BENJAMIN,CidGracias a la vida. Memórias de um militante Rio de Janeiro José Olympio 2013

(BENJAMIN,Cid.Gracias a la vida. Memórias de um militante.Rio de Janeiro:José Olympio,2013).

O livro de Cid Benjamin, jornalista e líder estudantil em 1968, descreve e analisa a organização da guerrilha urbana no Brasil durante a ditadura militar, sua trajetória no exílio, o retorno ao Brasil, em 1979, a atuação na formação do Partido dos Trabalhadores (PT), em 1980, sua saída desse partido e o ingresso no Partido Socialismo e Liberdade (PSOL), em 2005. Benjamin trata, também, de um tema tabu para sociedade brasileira: a tortura. Ele conta, de forma detalhada, a rotina, os meios, as formas, os mecanismos, as condições, enfim, a "engrenagem" que viabilizou o funcionamento da tortura dentro dos aparelhos de repressão e controle do Estado brasileiro desde 1964 e explica como ela ficou mais dura e generalizada no final dessa década, quando da publicação do AI-5, em 13 de dezembro de 1968, ato que, entre outras barbaridades e inconstitucionalidades, proibia a concessão de habeas corpus para acusados de crimes políticos, dando, como destaca ou autor, "sinal verde para a tortura".

O livro tem prefácio de Milton Temer, apresentação feita por Benjamin e, cabalisticamente, 13 ensaios críticos. Um epílogo e dois importantes anexos - o manifesto lido nas emissoras de rádio e televisão e publicado nos jornais, quando do sequestro do embaixador norte-americano e o depoimento prestado por Cid ao Conselho Regional de Medicina do Rio de Janeiro sobre a atuação do médico Amilcar Lobo nas seções de tortura a que foi submetido.

Ao longo do livro, Cid Benjamin alterna momentos em que relata episódios por ele vividos com reflexões teóricas sobre os rumos da guerrilha, dos agrupamentos de esquerda e da conjuntura política. Já na apresentação, entrega, para o leitor, ainda que entre linhas, sua postura em relação à luta armada: ela foi uma decisão errada. O autor parece advertir o leitor de que ele não vai encontrar no livro uma apologia daquela ação passada. Em outro momento, afirma que a luta armada foi uma estratégia equivocada e seria derrotada de qualquer forma, por não apresentar qualquer eficácia política (p. 99).

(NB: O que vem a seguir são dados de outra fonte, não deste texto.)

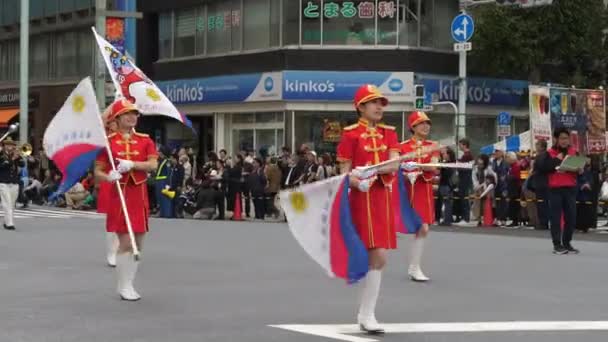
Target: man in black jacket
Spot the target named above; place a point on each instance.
(540, 186)
(10, 162)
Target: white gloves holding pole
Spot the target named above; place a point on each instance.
(124, 166)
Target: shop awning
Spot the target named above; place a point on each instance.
(514, 143)
(6, 115)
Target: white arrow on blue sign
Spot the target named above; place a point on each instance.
(504, 118)
(463, 27)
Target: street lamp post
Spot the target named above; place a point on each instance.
(24, 42)
(100, 72)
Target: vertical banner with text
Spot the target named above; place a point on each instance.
(540, 120)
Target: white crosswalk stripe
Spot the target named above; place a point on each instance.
(54, 213)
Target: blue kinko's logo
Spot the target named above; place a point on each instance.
(395, 84)
(268, 83)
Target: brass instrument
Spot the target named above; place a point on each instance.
(168, 193)
(11, 129)
(26, 150)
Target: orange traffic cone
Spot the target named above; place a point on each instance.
(236, 216)
(488, 214)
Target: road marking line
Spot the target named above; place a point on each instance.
(344, 331)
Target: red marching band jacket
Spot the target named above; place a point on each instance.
(372, 211)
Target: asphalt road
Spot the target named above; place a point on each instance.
(225, 281)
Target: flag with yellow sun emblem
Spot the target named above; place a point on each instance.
(319, 217)
(132, 84)
(75, 135)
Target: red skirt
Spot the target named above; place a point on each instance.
(422, 200)
(136, 197)
(103, 197)
(373, 216)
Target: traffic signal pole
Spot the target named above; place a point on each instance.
(24, 72)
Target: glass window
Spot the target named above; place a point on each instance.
(85, 53)
(66, 55)
(242, 140)
(50, 7)
(321, 131)
(13, 60)
(83, 4)
(443, 15)
(408, 25)
(224, 26)
(36, 8)
(39, 57)
(291, 22)
(66, 5)
(349, 22)
(165, 33)
(387, 13)
(243, 118)
(3, 61)
(311, 22)
(265, 117)
(261, 23)
(266, 142)
(201, 29)
(185, 26)
(11, 11)
(482, 130)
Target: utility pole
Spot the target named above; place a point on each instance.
(100, 66)
(24, 72)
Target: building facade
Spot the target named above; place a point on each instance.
(261, 74)
(61, 53)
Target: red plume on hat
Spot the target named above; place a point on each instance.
(416, 118)
(368, 92)
(120, 107)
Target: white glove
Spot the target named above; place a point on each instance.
(364, 185)
(114, 176)
(361, 173)
(408, 166)
(124, 166)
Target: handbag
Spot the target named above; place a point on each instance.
(604, 191)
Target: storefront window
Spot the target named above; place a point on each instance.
(85, 53)
(39, 50)
(444, 12)
(387, 13)
(481, 131)
(322, 131)
(349, 22)
(311, 22)
(261, 23)
(291, 22)
(165, 33)
(185, 26)
(201, 29)
(262, 133)
(242, 140)
(66, 55)
(224, 20)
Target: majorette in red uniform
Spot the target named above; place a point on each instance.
(136, 155)
(420, 185)
(369, 142)
(104, 200)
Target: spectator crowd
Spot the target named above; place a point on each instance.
(187, 184)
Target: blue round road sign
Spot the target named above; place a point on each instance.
(504, 118)
(463, 27)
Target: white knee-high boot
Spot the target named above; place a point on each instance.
(111, 248)
(126, 268)
(368, 299)
(415, 272)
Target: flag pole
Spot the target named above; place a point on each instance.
(123, 203)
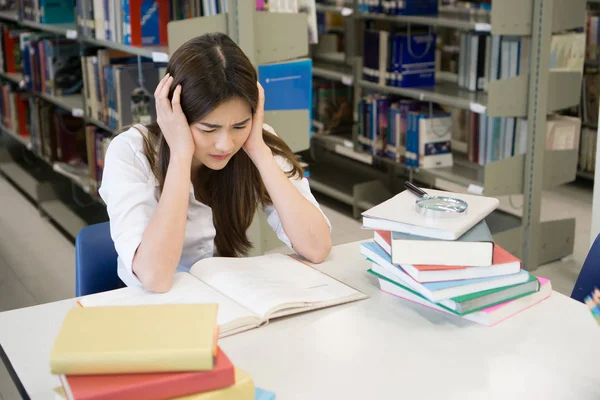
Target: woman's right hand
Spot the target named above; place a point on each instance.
(172, 120)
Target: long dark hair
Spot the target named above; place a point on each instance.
(212, 69)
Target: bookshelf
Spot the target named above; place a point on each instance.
(58, 191)
(531, 96)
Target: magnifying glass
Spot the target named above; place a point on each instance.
(437, 206)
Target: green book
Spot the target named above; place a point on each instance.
(470, 303)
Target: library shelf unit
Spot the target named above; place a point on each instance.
(68, 199)
(531, 96)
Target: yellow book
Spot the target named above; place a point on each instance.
(136, 339)
(242, 390)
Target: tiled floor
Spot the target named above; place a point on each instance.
(37, 263)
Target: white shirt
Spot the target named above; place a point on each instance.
(131, 193)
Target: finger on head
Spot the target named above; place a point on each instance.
(167, 86)
(177, 96)
(161, 84)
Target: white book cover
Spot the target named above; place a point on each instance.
(399, 214)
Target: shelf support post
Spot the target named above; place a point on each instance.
(541, 37)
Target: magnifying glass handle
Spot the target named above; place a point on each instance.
(416, 190)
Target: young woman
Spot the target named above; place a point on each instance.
(187, 186)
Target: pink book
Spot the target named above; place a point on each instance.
(488, 317)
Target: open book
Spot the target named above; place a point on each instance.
(249, 291)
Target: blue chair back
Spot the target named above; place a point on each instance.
(589, 277)
(95, 261)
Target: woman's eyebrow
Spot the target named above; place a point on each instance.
(243, 122)
(209, 125)
(215, 126)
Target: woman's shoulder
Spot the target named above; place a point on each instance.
(126, 152)
(132, 138)
(269, 129)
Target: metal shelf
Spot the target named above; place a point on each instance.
(70, 102)
(9, 15)
(13, 77)
(507, 17)
(333, 58)
(326, 73)
(505, 97)
(67, 219)
(585, 174)
(342, 10)
(156, 53)
(444, 93)
(59, 29)
(83, 181)
(503, 177)
(25, 141)
(99, 124)
(20, 178)
(454, 22)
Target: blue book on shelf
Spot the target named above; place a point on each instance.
(57, 11)
(288, 85)
(417, 66)
(379, 256)
(150, 23)
(417, 7)
(262, 394)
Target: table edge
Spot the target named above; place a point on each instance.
(13, 374)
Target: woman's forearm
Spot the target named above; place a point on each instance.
(302, 222)
(159, 252)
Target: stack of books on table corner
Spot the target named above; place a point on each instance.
(149, 352)
(449, 264)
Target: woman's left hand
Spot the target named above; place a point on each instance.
(255, 145)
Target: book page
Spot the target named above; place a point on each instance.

O terceiro ensaio do livro, intitulado "De tortura, torturados e torturadores", merece destaque, pois nele o jornalista apresenta uma rica e humanizada discussão sobre a tortura. Na sua percepção, ela não só vilipendia e maltrata o corpo, não é apenas desumana, tampouco é somente um ato de violência. O uso da tortura é uma tentativa de fazer com que o torturado negue seu sistema de valores, ela "é uma tentativa de fazer com que a pessoa negue a si mesma" (p. 69).

Benjamin lembra que a tortura é uma prática enraizada nas instituições de repressão e controle do Estado brasileiro, sendo amplamente usada, em diferentes contextos e períodos históricos, contra negros, pobres, favelados, ladrões, enfim, a população marginalizada. Na sua avaliação, a novidade trazida pelas ditaduras, a do Estado Novo (1937-1945) e a do regime militar (1965-1985), é que a tortura foi usada contra a classe média, o que fez crescer o repúdio contra essa prática.

Cid Benjamin teve papel central na ação revolucionária de sequestro do embaixador norte-americano, realizada em setembro de 1969, no Rio de Janeiro. Nesse período ele integrava o Movimento Revolucionário Oito de Outubro (MR-8) e, em razão da sua atuação nessa ação e em outras realizadas pela guerrilha, foi preso em 21 de abril de 1970, ficando em poder do regime militar até o dia 16 de junho desse mesmo ano, quando seguiu, com outros 39 presos políticos, para o exílio na Argélia. A sua liberdade e a dos outros presos foi trocada pela vida do embaixador da Alemanha, sequestrado por militantes da Vanguarda Popular Revolucionária (VPR), organização de esquerda que também participava da guerrilha contra a ditadura.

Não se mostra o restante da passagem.